Davanti alla grande casa di Toni, c’è un vecchio fienile che odora di legno vecchio e fieno, e Toni ne va orgoglioso. Nelle domeniche in cui si mangia brodo di gallina bollita con tortellini di carne, Toni rammenta spesso alla sua vecia le storie delle vite passate, e vissute, in quel fienile. Dai soldati tedeschi affamati in ritirata, una ruota di salame e pan biscotto non si rifiuta a nessuno, nemmeno ai crucchi, alla vecia che “fazeva filò e anca amore con Toni”, insomma, si potrebbero scrivere libri su libri.
Toni dice spesso al bar che la storia è scritta dai vincitori, e forse ha ragione. Si ha comunque e sempre l’impressione che la verità sia letteralmente scritta dal basso. Vita vera scritta dal basso, attraverso la fatica e le lacrime, la felicità e la gioia, quella che per definizione chiamiamo cruda vita. Ore minuti e anni di chi ha vissuto veramente, e proprio per questo non compare nei libri.
Il fienile è diviso in due nel senso dell’altezza, sul davanti è tutto aperto, ed è quasi lungo come la casa.
I tre lati della struttura sembrano vecchie mura romaniche di un colore rossiccio porpora. Tonalità data da tanti piccoli mattoni impilati a mano e bestemmie, con la “casoea e la malta”, da Toni e suo fratello più giovane che purtroppo non c’è più. La casa è antecedente la grande guerra e il fienile è stato tirato sù due anni dopo la fine delle ostilità.
È giovedì mattina e in cielo camminano beatamente grosse nuvole bianche che cambiano forma a ogni folata di vento.

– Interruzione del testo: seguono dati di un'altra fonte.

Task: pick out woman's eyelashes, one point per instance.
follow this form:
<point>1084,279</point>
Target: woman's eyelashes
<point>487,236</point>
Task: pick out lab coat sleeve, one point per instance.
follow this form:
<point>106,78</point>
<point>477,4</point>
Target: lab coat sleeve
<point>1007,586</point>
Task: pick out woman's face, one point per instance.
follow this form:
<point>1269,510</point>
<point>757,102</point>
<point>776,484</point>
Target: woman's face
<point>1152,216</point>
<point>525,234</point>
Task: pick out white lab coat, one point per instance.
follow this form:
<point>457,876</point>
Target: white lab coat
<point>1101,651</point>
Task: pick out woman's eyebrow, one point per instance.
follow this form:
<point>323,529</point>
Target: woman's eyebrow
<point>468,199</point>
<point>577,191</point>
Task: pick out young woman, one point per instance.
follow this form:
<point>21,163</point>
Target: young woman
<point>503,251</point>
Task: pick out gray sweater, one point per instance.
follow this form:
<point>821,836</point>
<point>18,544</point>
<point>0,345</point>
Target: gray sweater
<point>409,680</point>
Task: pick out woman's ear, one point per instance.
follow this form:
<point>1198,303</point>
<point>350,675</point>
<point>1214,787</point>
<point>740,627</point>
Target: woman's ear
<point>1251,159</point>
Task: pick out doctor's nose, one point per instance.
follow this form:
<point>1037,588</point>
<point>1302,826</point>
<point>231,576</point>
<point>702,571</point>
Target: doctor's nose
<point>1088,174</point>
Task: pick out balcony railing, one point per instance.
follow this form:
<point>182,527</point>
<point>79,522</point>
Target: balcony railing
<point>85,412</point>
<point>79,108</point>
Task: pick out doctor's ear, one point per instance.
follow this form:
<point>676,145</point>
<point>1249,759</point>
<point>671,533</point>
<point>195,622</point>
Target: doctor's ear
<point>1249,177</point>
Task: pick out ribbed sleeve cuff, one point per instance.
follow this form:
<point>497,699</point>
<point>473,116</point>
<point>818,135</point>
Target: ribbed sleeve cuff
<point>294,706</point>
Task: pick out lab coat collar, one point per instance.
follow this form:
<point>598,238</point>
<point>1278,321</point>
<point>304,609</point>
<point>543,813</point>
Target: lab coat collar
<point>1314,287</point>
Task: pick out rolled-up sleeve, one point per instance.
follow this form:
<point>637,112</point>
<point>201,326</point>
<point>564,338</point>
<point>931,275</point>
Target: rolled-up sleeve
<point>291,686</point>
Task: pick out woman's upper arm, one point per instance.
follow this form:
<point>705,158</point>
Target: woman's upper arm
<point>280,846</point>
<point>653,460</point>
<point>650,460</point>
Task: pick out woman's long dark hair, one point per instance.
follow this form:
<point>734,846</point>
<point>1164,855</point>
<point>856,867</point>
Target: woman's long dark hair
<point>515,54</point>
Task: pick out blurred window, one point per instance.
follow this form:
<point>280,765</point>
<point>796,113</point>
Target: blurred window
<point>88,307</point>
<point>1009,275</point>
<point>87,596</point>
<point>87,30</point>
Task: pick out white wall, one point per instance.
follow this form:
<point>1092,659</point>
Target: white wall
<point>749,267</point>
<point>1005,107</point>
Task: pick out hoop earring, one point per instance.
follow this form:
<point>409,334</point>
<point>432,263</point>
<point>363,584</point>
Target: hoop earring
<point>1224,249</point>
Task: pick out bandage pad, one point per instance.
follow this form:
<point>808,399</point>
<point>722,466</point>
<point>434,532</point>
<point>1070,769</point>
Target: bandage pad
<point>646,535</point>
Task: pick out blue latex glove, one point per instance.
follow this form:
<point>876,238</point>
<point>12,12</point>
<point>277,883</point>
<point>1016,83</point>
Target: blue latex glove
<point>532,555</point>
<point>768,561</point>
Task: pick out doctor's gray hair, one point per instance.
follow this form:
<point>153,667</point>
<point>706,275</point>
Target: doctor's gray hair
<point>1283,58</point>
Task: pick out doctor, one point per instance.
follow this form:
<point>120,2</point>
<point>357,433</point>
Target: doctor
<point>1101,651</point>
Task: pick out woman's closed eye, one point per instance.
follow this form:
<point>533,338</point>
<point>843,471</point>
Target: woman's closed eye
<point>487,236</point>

Toni è seduto sulla vecchia sedia di un tempo al centro del fienile vuoto, e sornione controlla le campagne circostanti con ampie occhiate che partono da destra e vanno verso sinistra. È tutto a posto. Sinceratosi del “va tuto ben pa i campi”, Toni alza lo sguardo verso il cielo e nota una graziosa nuvola bianca con una silhouette familiare, nella quale riconosce la Lilla. La Lilla era una cagnolina di taglia piccola dal color delle pannocchie in autunno, quando la mietitrebbia le ha tagliate tutte, e poi per terra resta solo qualche “scataron”. “Scataron” giallastro sporco tipico delle pannocchie mangiate da qualche topolino di campo o “pantegana”. La Lilla mangiava di tutto e non ha mai avuto bisogno dei fiori di bach per squilibri psico emotivi. Libera di scorrazzare per l’ampio cortile di sassi, la Lilla era la regina incontrastata del regno. Un regno fatto di polli, oche e altri animali che al tempo giravano davanti la casa di Toni.
“Ah che bei tempi, che magnade e che brodi de gaina” pensa Toni. Il suo sognare viene interrotto da un vociare fastidioso: “Toni ndemo, vecio dee cope alsate da che a carega”
La vecia chiama Țoni. Sveglia!!! Devi portarla a fare la spesa, altrimenti non “la te fa da magnare”.
Intanto la nuvoletta a forma della sua Lilla si è dissolta. È diventata parte di un azzurro meraviglioso in un quadro sognante da ammirare. La Lilla è proprio dentro a quell’azzurro. Qualche volta lei viene a trovare Toni disegnandosi nel cielo, e regala al vecchio orso un pò di pace e qualche bel ricordo.